Le groupe rebelle ougandais des Forces démocratiques alliées (ADF) semblent de plus en plus vouloir diffuser leurs messages à un public plus large en Afrique de l’Est et tentent de se présenter comme faisant partie d’un ensemble plus vaste de groupes djihadistes radicaux. C’est l’une des conclusions d’un rapport du Groupe d’étude sur le Congo (GEC), projet de recherche installé à l’université de New York (USA).
Ce document est le fruit de l’analyse d’une trentaine de vidéos montrant notamment des attaques des ADF et des messages de propagande couplée avec une dizaine d’entretiens menés auprès de déserteurs ADF et membres de la société civile. On y apprend par exemple que sous le nom de Madina at Tauheed Wau Mujahedeen (MTM, « La ville du monothéisme et des monothéistes »), le groupe arbore un drapeau semblable à celui utilisé par Al-Shabaab, Al Qaida, ISIS et Boko Haram. Il met fortement l’accent sur une interprétation radicale et violente du Coran.

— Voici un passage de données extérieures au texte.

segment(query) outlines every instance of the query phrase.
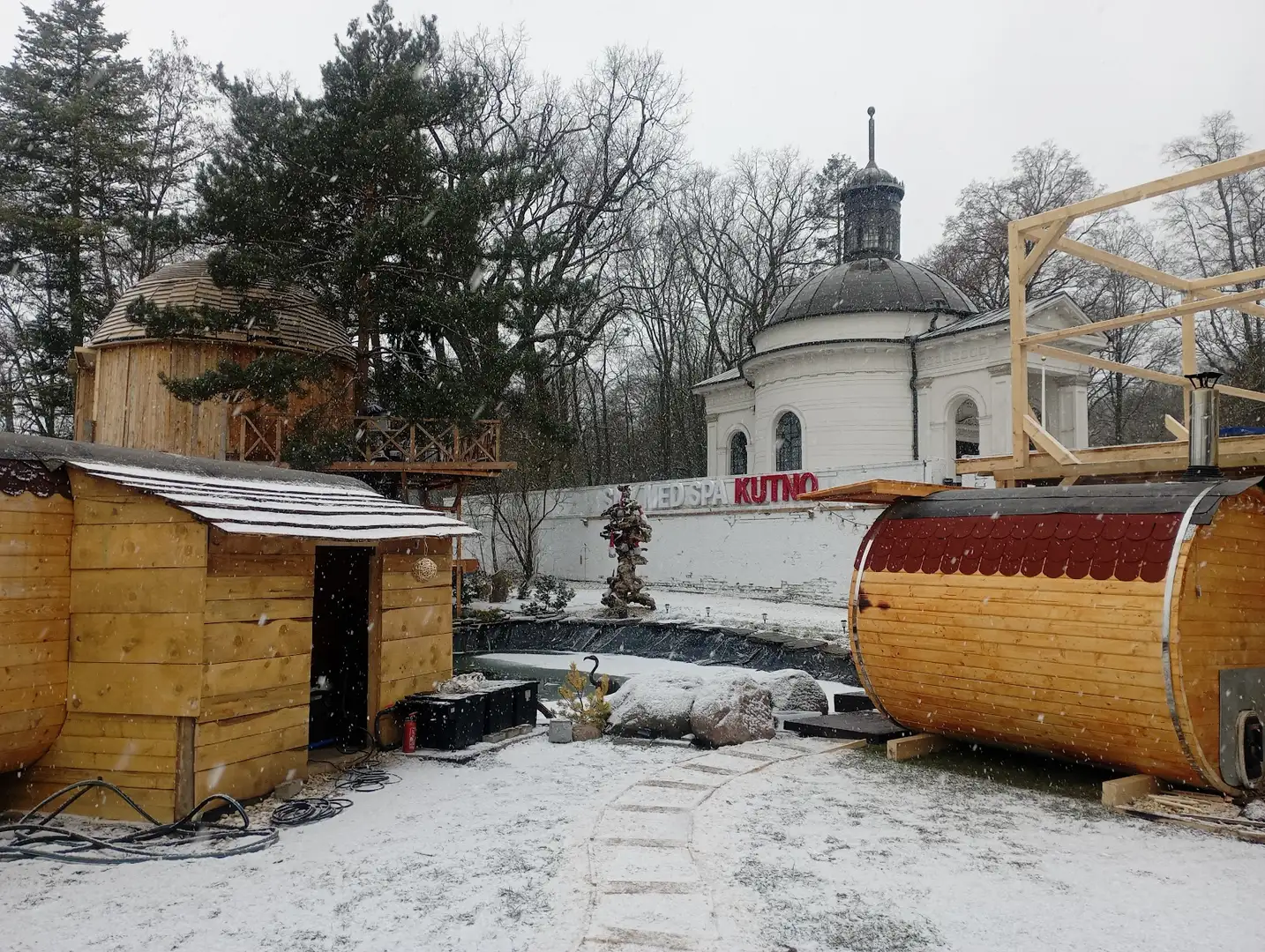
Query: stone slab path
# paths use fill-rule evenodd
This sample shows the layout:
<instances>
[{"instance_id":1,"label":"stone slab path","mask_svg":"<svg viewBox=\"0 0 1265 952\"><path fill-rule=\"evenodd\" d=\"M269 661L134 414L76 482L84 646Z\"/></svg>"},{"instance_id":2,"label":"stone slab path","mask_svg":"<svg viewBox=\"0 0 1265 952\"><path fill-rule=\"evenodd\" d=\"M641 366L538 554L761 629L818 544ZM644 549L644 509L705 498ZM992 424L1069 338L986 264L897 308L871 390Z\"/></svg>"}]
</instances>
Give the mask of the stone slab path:
<instances>
[{"instance_id":1,"label":"stone slab path","mask_svg":"<svg viewBox=\"0 0 1265 952\"><path fill-rule=\"evenodd\" d=\"M625 789L588 839L579 952L715 952L720 931L692 846L694 810L734 778L855 743L779 735L677 761Z\"/></svg>"}]
</instances>

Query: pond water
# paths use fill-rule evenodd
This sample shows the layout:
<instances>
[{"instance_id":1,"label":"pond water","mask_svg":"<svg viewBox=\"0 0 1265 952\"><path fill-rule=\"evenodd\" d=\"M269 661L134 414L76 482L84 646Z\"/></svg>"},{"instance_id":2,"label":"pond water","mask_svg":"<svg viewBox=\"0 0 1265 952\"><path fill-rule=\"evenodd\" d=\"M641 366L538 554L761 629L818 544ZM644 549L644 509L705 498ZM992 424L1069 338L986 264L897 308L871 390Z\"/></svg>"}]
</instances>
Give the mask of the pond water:
<instances>
[{"instance_id":1,"label":"pond water","mask_svg":"<svg viewBox=\"0 0 1265 952\"><path fill-rule=\"evenodd\" d=\"M517 678L540 681L540 699L558 700L558 688L574 662L584 674L592 670L593 662L584 660L579 651L524 651L498 652L488 655L458 655L454 659L457 673L482 671L496 678ZM692 661L676 661L669 657L641 657L639 655L600 655L597 676L610 675L612 684L622 684L636 674L696 674L702 678L727 671L748 671L750 669L731 665L700 665ZM759 674L759 671L751 671ZM860 688L839 681L817 681L834 707L835 694L864 694Z\"/></svg>"}]
</instances>

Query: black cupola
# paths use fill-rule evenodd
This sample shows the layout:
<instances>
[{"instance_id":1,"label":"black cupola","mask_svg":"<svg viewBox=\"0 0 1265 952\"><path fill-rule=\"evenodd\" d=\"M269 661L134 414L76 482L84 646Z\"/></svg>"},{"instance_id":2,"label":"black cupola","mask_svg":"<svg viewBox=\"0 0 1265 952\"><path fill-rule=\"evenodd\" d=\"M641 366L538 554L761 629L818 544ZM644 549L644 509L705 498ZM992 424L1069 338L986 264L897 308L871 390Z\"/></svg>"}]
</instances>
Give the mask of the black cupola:
<instances>
[{"instance_id":1,"label":"black cupola","mask_svg":"<svg viewBox=\"0 0 1265 952\"><path fill-rule=\"evenodd\" d=\"M844 186L844 260L901 258L904 186L874 161L874 106L869 107L870 157Z\"/></svg>"}]
</instances>

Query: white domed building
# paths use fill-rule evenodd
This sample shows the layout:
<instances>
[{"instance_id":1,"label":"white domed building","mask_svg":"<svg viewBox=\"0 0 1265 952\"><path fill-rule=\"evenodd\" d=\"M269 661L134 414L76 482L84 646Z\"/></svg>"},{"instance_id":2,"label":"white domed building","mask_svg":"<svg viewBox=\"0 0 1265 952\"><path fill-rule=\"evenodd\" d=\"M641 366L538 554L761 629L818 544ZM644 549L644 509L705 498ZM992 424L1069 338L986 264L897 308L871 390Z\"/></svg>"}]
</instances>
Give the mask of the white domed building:
<instances>
[{"instance_id":1,"label":"white domed building","mask_svg":"<svg viewBox=\"0 0 1265 952\"><path fill-rule=\"evenodd\" d=\"M904 186L874 161L844 193L844 262L794 288L740 365L698 383L707 406L707 475L922 464L953 477L959 456L1011 451L1008 311L980 312L944 277L901 260ZM1065 293L1028 303L1030 331L1088 324ZM1101 335L1070 339L1093 351ZM1088 375L1034 359L1028 392L1065 446L1088 442ZM864 478L859 475L858 478ZM824 480L822 484L826 484Z\"/></svg>"}]
</instances>

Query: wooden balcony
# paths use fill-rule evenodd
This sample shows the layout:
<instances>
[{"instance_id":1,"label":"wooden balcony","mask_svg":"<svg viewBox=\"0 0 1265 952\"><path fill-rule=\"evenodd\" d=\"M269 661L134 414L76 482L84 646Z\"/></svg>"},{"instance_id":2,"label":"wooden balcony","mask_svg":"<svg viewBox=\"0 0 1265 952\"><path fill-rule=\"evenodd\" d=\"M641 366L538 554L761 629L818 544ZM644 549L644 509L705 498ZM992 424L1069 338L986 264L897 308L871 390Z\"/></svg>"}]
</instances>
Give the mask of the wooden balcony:
<instances>
[{"instance_id":1,"label":"wooden balcony","mask_svg":"<svg viewBox=\"0 0 1265 952\"><path fill-rule=\"evenodd\" d=\"M281 416L239 413L230 420L229 459L283 465L290 424ZM501 421L468 427L447 420L415 422L391 416L355 417L355 455L333 463L334 473L416 473L440 477L495 477L514 463L501 459Z\"/></svg>"}]
</instances>

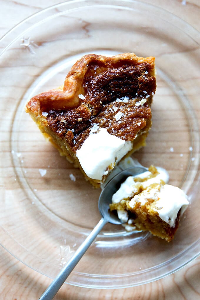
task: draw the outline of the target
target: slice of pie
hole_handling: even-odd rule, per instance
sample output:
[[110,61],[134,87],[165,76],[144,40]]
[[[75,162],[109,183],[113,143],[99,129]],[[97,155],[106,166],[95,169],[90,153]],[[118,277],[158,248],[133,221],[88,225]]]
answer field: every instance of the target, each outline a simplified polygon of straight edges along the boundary
[[40,130],[98,187],[125,156],[145,144],[156,89],[154,57],[86,55],[64,85],[26,107]]
[[122,184],[110,209],[117,210],[127,231],[148,231],[168,242],[173,238],[189,202],[183,190],[166,184],[168,179],[165,170],[151,166]]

« Bien que les Ougandais semblent être encore à la tête des ADF - aucun d’entre eux n’apparaît dans les vidéos - la propagande de ces vidéos s’adresse à un public beaucoup plus large de l’Afrique de l’Est qui parle le kiswahili, le luganda, l’arabe, le français et le kinyarwanda. Le kiswahili et des dialectes congolais et tanzaniens, qui sont les langues les plus répandues dans la région, sont largement utilisées dans les vidéos. Deux Burundais y sont également filmés », dit le rapport publié ce jeudi.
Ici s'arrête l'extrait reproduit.